И я пошел за Дмитрием, он привел меня к какому-то пакгаузу, мол здесь полковник (и майор тоже).

Вхожу в какую-то комнату ведомый Ариадной со званием младшего лейтенанта (хотя больше подходит Сусанин, все-таки дядь Ваня русский был, да и в Польше мы).





На стульях у стены сидят три особи (или особы? а какая разница) в форме вермахта, значит один полковник, другой майор, а третий по бегающим глазкам денщик наверно.

- Великов, ты по-немецки хорошо говоришь?

- Нет вообще не говорю.

- А как мы по-твоему будем с немчурой общаться, может они в узбекском секут?

- Понял, - и младлей поскакал искать Артура.

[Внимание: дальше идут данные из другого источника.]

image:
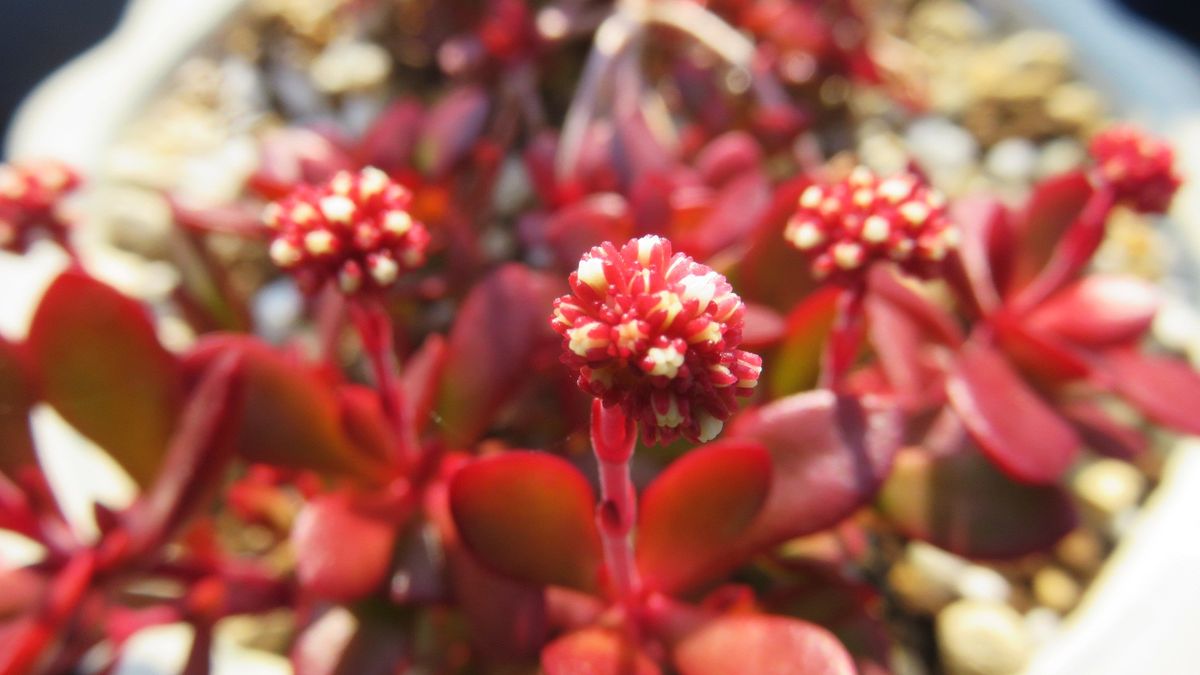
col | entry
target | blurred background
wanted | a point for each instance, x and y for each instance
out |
(37, 36)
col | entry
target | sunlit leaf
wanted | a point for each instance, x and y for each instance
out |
(99, 363)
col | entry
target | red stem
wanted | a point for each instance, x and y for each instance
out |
(845, 338)
(373, 326)
(613, 437)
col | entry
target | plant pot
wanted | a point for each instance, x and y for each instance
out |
(1140, 614)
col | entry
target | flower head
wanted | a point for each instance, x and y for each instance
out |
(355, 230)
(29, 196)
(1137, 166)
(849, 225)
(657, 334)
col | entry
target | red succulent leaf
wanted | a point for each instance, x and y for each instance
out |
(419, 380)
(492, 348)
(17, 395)
(343, 550)
(340, 643)
(960, 502)
(391, 139)
(1099, 311)
(829, 454)
(595, 651)
(451, 127)
(1164, 389)
(1101, 432)
(989, 395)
(99, 363)
(796, 364)
(755, 644)
(1041, 356)
(531, 517)
(696, 509)
(507, 619)
(1050, 211)
(196, 460)
(292, 416)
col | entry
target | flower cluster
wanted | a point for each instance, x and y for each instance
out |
(357, 228)
(657, 334)
(849, 225)
(1138, 167)
(29, 196)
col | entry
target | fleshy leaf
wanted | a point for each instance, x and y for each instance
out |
(16, 399)
(595, 651)
(1053, 207)
(292, 417)
(963, 503)
(100, 365)
(829, 454)
(1164, 388)
(797, 363)
(196, 459)
(756, 644)
(492, 348)
(451, 127)
(528, 515)
(343, 551)
(1099, 311)
(696, 508)
(1012, 424)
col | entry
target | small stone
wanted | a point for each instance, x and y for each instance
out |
(1109, 487)
(1043, 625)
(1013, 160)
(982, 638)
(1055, 589)
(981, 583)
(351, 66)
(1081, 550)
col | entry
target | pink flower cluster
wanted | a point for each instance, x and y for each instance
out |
(355, 230)
(657, 334)
(851, 223)
(1138, 167)
(29, 196)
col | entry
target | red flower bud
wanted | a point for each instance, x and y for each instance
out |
(1137, 167)
(850, 225)
(29, 195)
(657, 334)
(355, 230)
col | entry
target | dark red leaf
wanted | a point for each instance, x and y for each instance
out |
(696, 509)
(1165, 389)
(796, 365)
(492, 348)
(1051, 209)
(595, 651)
(196, 459)
(756, 644)
(343, 551)
(99, 362)
(1013, 425)
(528, 515)
(961, 503)
(1099, 311)
(292, 416)
(829, 455)
(17, 395)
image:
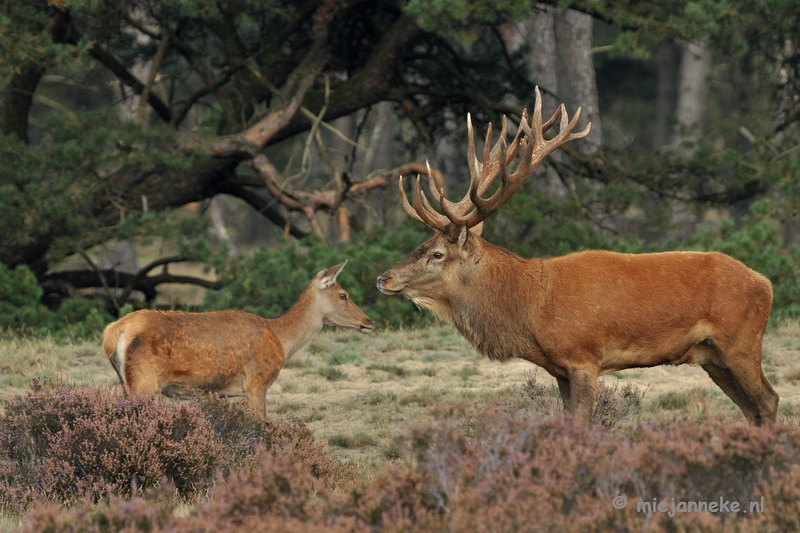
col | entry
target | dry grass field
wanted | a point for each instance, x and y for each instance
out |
(358, 392)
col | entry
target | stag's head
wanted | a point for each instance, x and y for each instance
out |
(335, 305)
(444, 264)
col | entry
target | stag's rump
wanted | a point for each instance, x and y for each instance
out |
(651, 309)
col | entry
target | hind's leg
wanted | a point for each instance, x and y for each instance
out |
(256, 385)
(745, 383)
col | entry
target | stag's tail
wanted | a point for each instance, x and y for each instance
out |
(114, 346)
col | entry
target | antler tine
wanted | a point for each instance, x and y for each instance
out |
(522, 130)
(472, 159)
(529, 143)
(429, 217)
(432, 183)
(407, 206)
(487, 205)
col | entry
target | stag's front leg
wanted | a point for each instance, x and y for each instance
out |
(582, 387)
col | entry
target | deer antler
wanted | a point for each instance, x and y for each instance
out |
(529, 142)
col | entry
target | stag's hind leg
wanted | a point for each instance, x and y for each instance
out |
(745, 383)
(580, 391)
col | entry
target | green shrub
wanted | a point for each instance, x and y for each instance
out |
(758, 243)
(19, 301)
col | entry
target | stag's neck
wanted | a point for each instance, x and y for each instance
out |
(298, 324)
(498, 315)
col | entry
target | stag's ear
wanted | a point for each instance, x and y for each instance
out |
(327, 277)
(464, 244)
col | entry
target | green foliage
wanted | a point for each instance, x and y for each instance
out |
(22, 312)
(47, 191)
(270, 281)
(539, 225)
(758, 243)
(19, 300)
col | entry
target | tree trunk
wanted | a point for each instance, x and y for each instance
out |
(16, 100)
(692, 98)
(539, 30)
(666, 93)
(579, 87)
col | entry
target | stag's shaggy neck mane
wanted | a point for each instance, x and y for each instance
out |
(298, 324)
(492, 315)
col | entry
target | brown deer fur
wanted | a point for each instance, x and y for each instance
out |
(589, 313)
(225, 351)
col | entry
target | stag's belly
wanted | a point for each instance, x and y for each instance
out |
(667, 353)
(182, 387)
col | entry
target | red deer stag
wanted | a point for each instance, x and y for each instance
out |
(225, 351)
(587, 313)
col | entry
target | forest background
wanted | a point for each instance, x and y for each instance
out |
(239, 147)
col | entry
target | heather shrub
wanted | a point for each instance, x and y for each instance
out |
(241, 433)
(61, 442)
(487, 469)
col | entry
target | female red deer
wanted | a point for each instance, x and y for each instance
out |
(587, 313)
(225, 351)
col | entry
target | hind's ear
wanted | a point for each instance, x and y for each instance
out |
(327, 276)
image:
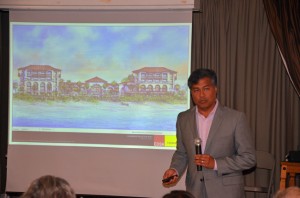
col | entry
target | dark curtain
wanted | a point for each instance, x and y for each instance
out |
(284, 19)
(4, 96)
(234, 38)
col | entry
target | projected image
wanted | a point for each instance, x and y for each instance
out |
(98, 79)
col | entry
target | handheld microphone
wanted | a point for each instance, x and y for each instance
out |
(198, 151)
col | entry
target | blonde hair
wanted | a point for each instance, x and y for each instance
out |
(49, 187)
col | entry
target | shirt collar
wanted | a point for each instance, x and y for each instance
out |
(212, 113)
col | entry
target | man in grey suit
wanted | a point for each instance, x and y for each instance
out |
(226, 143)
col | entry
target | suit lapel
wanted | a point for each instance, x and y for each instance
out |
(214, 127)
(193, 123)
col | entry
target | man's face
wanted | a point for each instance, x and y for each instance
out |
(204, 95)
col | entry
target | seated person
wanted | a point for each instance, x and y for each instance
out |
(49, 187)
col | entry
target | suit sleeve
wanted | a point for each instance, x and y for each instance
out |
(244, 156)
(180, 157)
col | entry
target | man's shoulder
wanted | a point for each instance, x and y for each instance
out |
(231, 111)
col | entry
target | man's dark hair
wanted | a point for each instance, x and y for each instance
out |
(202, 73)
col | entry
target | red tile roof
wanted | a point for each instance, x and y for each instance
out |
(154, 70)
(39, 68)
(96, 79)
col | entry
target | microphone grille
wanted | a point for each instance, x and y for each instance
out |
(197, 141)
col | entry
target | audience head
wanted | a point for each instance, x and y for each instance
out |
(178, 194)
(290, 192)
(49, 187)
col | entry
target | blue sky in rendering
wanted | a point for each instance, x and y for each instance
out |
(111, 51)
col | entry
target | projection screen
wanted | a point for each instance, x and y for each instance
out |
(94, 98)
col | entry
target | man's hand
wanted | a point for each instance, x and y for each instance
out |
(204, 160)
(170, 177)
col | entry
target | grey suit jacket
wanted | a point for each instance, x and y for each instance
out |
(229, 142)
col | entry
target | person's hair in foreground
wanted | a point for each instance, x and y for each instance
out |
(178, 194)
(290, 192)
(49, 186)
(200, 74)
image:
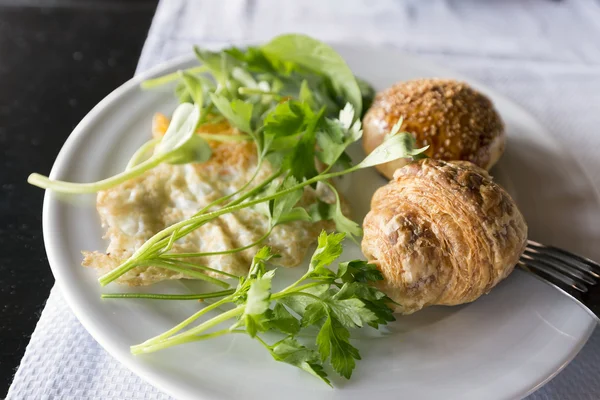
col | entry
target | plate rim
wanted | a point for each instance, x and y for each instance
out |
(52, 245)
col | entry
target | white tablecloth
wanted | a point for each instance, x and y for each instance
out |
(545, 55)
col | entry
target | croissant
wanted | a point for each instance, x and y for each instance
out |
(442, 233)
(453, 119)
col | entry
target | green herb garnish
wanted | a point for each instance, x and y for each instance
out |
(299, 103)
(324, 301)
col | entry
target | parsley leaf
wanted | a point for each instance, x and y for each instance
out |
(290, 351)
(237, 112)
(332, 341)
(329, 248)
(279, 318)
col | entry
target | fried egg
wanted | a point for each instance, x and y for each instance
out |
(139, 208)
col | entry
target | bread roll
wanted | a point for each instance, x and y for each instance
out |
(456, 121)
(442, 233)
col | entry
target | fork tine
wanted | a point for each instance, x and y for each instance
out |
(551, 274)
(559, 265)
(574, 260)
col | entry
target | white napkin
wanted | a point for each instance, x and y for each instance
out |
(545, 55)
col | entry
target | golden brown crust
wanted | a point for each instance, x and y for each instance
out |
(456, 121)
(442, 233)
(138, 208)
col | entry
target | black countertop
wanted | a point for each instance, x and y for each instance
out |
(57, 60)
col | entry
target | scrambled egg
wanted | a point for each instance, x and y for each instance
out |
(137, 209)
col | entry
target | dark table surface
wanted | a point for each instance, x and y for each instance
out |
(57, 60)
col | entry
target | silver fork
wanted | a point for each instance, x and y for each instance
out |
(578, 277)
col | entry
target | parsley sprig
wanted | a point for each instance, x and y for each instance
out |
(329, 301)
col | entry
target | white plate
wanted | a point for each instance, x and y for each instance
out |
(503, 346)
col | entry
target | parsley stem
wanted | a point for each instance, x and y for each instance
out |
(184, 264)
(217, 253)
(79, 188)
(159, 296)
(250, 91)
(288, 291)
(117, 272)
(224, 138)
(162, 80)
(136, 350)
(139, 153)
(186, 322)
(188, 335)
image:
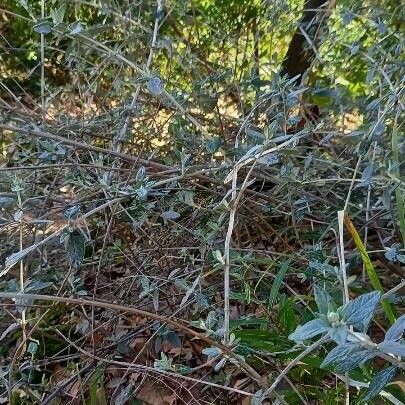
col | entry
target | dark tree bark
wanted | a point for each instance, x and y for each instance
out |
(300, 53)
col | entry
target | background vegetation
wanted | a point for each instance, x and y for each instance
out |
(202, 201)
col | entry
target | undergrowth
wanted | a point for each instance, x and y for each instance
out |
(183, 222)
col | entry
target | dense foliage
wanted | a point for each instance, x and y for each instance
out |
(202, 201)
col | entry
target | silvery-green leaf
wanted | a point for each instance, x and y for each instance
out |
(32, 347)
(257, 398)
(189, 292)
(5, 201)
(212, 145)
(269, 159)
(355, 360)
(277, 282)
(75, 246)
(124, 395)
(211, 351)
(18, 215)
(72, 212)
(324, 301)
(13, 259)
(379, 381)
(140, 174)
(395, 348)
(396, 331)
(220, 364)
(155, 86)
(393, 252)
(360, 311)
(254, 135)
(338, 334)
(346, 357)
(58, 14)
(309, 330)
(43, 28)
(373, 104)
(322, 267)
(11, 328)
(366, 176)
(170, 214)
(339, 353)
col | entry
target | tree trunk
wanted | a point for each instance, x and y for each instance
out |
(301, 52)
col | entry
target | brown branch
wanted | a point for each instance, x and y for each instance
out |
(150, 315)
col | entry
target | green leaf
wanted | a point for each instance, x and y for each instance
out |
(344, 358)
(43, 28)
(395, 348)
(309, 330)
(324, 301)
(372, 274)
(379, 381)
(396, 331)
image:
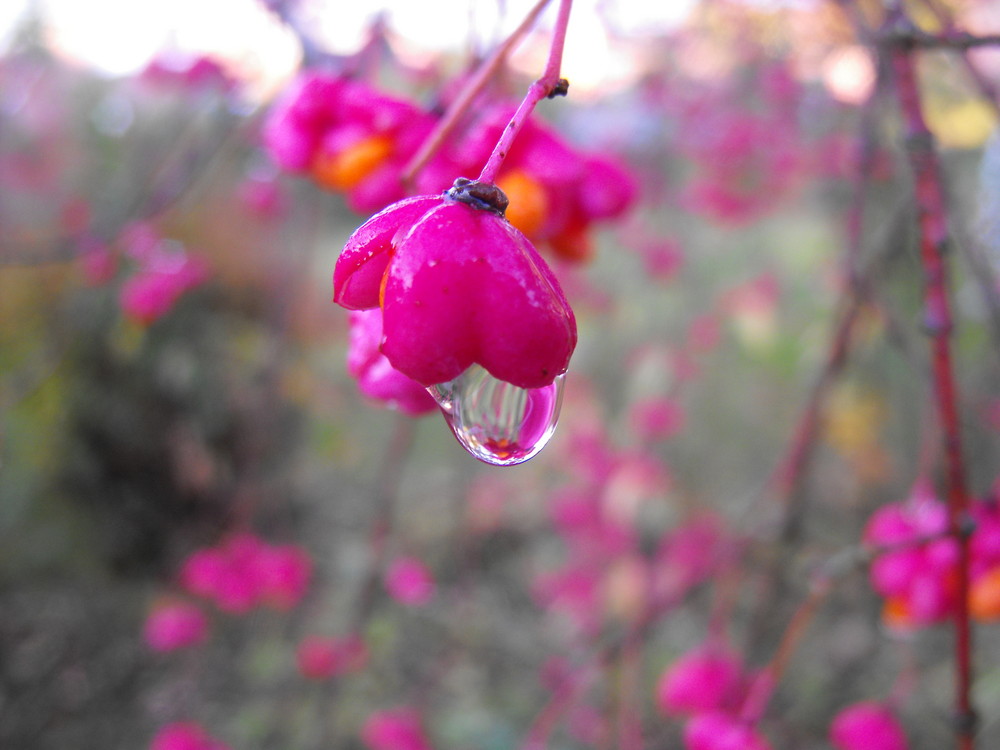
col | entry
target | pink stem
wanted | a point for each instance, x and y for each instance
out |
(469, 92)
(933, 225)
(547, 86)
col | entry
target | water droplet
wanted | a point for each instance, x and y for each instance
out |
(497, 422)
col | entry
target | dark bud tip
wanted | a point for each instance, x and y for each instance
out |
(560, 89)
(481, 195)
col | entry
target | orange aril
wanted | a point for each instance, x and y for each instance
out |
(342, 170)
(896, 614)
(528, 203)
(984, 596)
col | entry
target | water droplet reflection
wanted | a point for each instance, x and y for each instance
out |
(495, 421)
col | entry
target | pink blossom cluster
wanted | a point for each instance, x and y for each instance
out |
(163, 271)
(395, 729)
(408, 580)
(352, 138)
(319, 657)
(187, 72)
(556, 192)
(174, 624)
(348, 136)
(185, 735)
(605, 572)
(916, 567)
(708, 686)
(456, 285)
(868, 725)
(243, 572)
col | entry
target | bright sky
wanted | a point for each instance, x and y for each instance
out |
(119, 37)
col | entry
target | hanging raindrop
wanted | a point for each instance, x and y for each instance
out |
(495, 421)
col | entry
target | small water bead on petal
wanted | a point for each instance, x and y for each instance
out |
(495, 421)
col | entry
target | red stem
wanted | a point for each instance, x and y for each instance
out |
(547, 85)
(933, 227)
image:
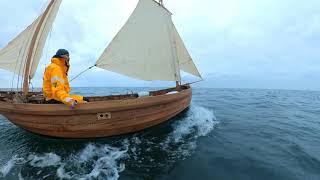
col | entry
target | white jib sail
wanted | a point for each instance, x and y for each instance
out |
(143, 48)
(14, 55)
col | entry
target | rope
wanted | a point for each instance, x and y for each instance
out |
(195, 82)
(82, 73)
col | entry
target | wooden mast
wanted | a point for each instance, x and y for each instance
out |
(31, 48)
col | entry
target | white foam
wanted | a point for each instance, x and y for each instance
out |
(104, 160)
(200, 121)
(48, 159)
(180, 143)
(7, 167)
(4, 170)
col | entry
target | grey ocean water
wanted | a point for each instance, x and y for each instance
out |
(225, 134)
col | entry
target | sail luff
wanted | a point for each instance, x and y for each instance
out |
(142, 49)
(173, 48)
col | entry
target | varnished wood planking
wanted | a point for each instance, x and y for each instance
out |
(128, 115)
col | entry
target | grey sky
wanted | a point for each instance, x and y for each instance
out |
(235, 43)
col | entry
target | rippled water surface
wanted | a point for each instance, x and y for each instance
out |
(225, 134)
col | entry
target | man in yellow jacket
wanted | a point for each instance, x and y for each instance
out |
(55, 80)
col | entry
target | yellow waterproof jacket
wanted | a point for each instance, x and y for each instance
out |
(56, 84)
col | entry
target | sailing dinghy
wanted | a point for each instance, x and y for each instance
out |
(148, 47)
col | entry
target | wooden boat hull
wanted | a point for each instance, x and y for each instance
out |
(97, 119)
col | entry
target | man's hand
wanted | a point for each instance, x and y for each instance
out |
(73, 103)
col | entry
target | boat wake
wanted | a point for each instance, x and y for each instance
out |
(106, 161)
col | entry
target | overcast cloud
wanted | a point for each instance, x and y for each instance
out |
(235, 43)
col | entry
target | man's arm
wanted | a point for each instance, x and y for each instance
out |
(58, 88)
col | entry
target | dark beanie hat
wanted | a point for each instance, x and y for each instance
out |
(61, 52)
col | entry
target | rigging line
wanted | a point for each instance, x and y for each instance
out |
(82, 73)
(195, 82)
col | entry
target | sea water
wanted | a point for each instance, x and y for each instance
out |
(225, 134)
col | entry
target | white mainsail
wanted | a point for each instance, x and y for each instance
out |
(13, 56)
(186, 63)
(147, 47)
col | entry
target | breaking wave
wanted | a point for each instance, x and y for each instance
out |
(106, 161)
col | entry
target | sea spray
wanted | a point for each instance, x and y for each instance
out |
(107, 161)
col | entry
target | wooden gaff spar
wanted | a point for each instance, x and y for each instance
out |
(148, 47)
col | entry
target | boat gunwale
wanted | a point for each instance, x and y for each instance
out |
(92, 107)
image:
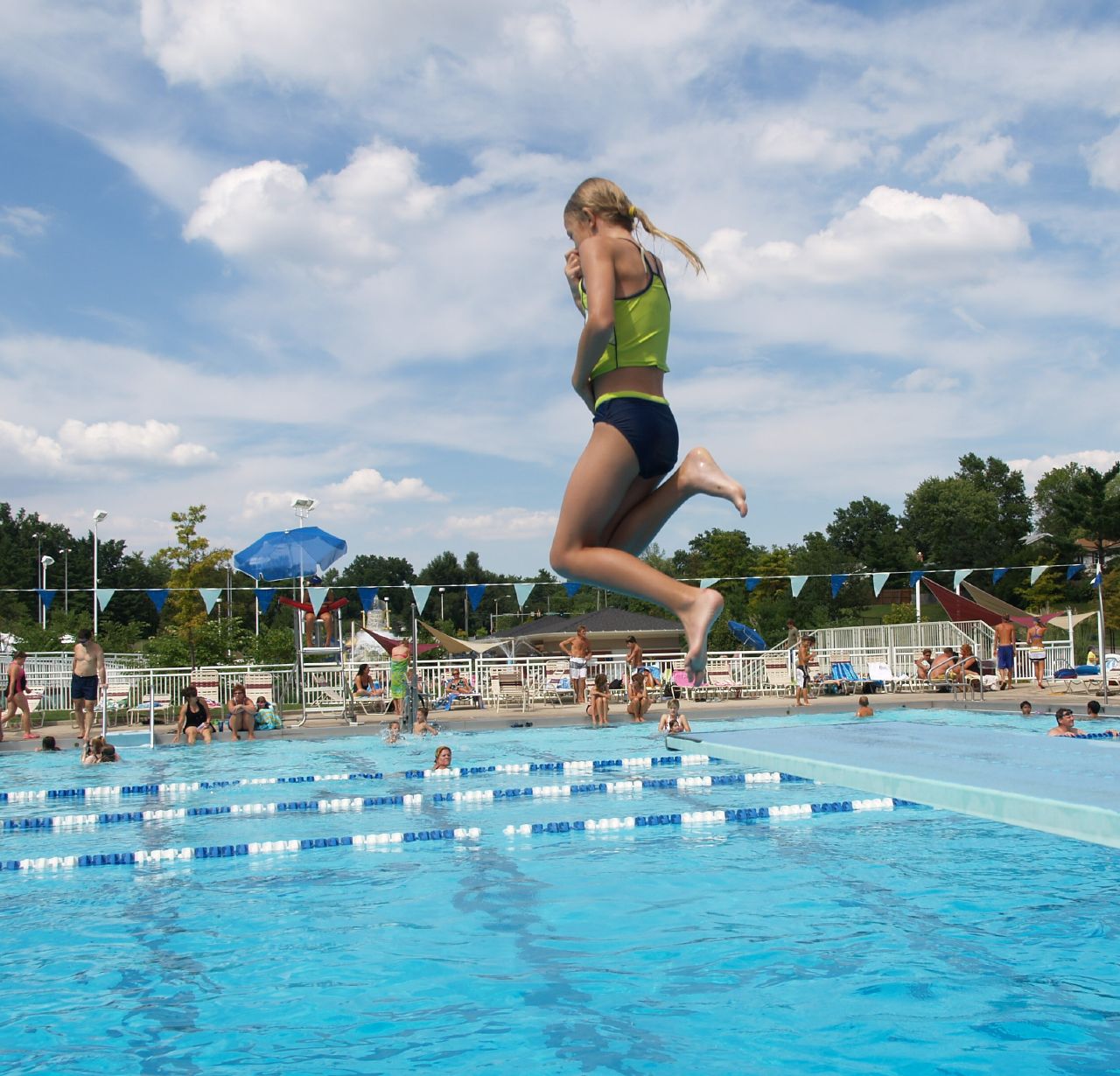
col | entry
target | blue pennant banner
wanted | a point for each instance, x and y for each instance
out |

И за несколько мгновений ок (очей?) прискакал обратно с Круминьшем под мышкой, мол получай толмача.

- Здравия желаю товарищ капитан.

- И тебе не болеть Артур, ну что, пообщаемся с твоими товарищами?

И тут Артур затараторил с третьим немцем, тот чего-то негодовал, чуть ли не кричал на Артура, офигеть, почему? Латыш, что немцу денег должен?

- Артур, чего он орет как недорезанная свинья?

- Вы бы знали товарищ капитан кто это, вы бы и не так кричали.

- Ну-ка давай подробней, я тебе не колдун, для меня, что мысли читать, что по-немецки говорить. Все одно минус бесконечность.

- Так это начальник местного абвера гауптман Густав Кранке, бывший мой командир, прошу любить и жаловать. Да он и по-русски может говорить.

- Мистер Кранке, гуд монинг, ай глед ту си ю (ну не знаю я немецкого, и лицом в грязь низя ударить перед фашистом).

- Господин русский офицер, у меня направление работы Россия, потому я английский знаю не так хорошо, как русский, давайте на русском.

- Ну, на русском так на русском, только я не русский, и не офицер. Я командир Красной армии, капитан РККА Каримов. Думаю, наш Елисеев очень рад будет поговорить с вами, вы наверно сами понимаете, что полковника с майором, я хоть щас могу расстрелять. Но вот вы очень вкусный трофей, и вас мы будем колоть до победного конца.

- Исходя из женевской конвенции, и принципов гуманности, господин капитан, вы не смеете меня "колоть".

- Во первых я ТОВАРИЩ капитан, во вторых, мы не регулярная часть РККА, мы ПАРТИЗАНЫ, и потому мы плевали/чихали на женевскую конвенцию (а так же на гаагскую и все остальные). Кроме того, какое вы имеете право говорить о конвенции, ваша страна БЕЗ ОБЪЯВЛЕНИЯ войны напала на нас, и вероломно БОМБИЛА наши города, причем гражданских лиц. Так что лично для меня и для наших бойцов, вы всего ЛИШЬ БЕШЕНЫЕ СОБАКИ, которых надо ИСТРЕБЛЯТЬ. Кстати Артурас переведи и этим красавчикам, мои слова, я думаю, им будет интересно.

Артур стал переводить, и в речи его послышались такие обороты как "херр оберст".

- Артурыч, че за дела? Ты че этих херов обзываешь херрами, они для нас НЕ ГОСПОДА, и ими НИКОГДА НЕ БУДУТ. Обращайся к ним просто по фамилиям или по званиям и плевать на вежливое обращение. Мы не рабы, рабы не мы, понял?

Дальше в речи Артурчика херов уже не наблюдалось, и закончив переводить, он посмотрел выжидательно на меня, мол, что дальше?

- Поэтому ЛЮБОЕ сопротивление, ЛЮБОЕ нарушение, ЛЮБОЙ отказ, нами будет наказываться одинаково, казнью через повешение!

При этом у меня лицо было кровожадное как у воображаемого эмира Тимура, при приказе срубить сотню тысяч голов, и построить башню, на фрицев подействовало, глазки стали беспокойными и дыхание аритмичным.

А когда мои слова немцам перевел Артур, так они еще больше увяли, только воинственный полковник стал чего-то трындеть и Артур начал перевод в обратную сторону.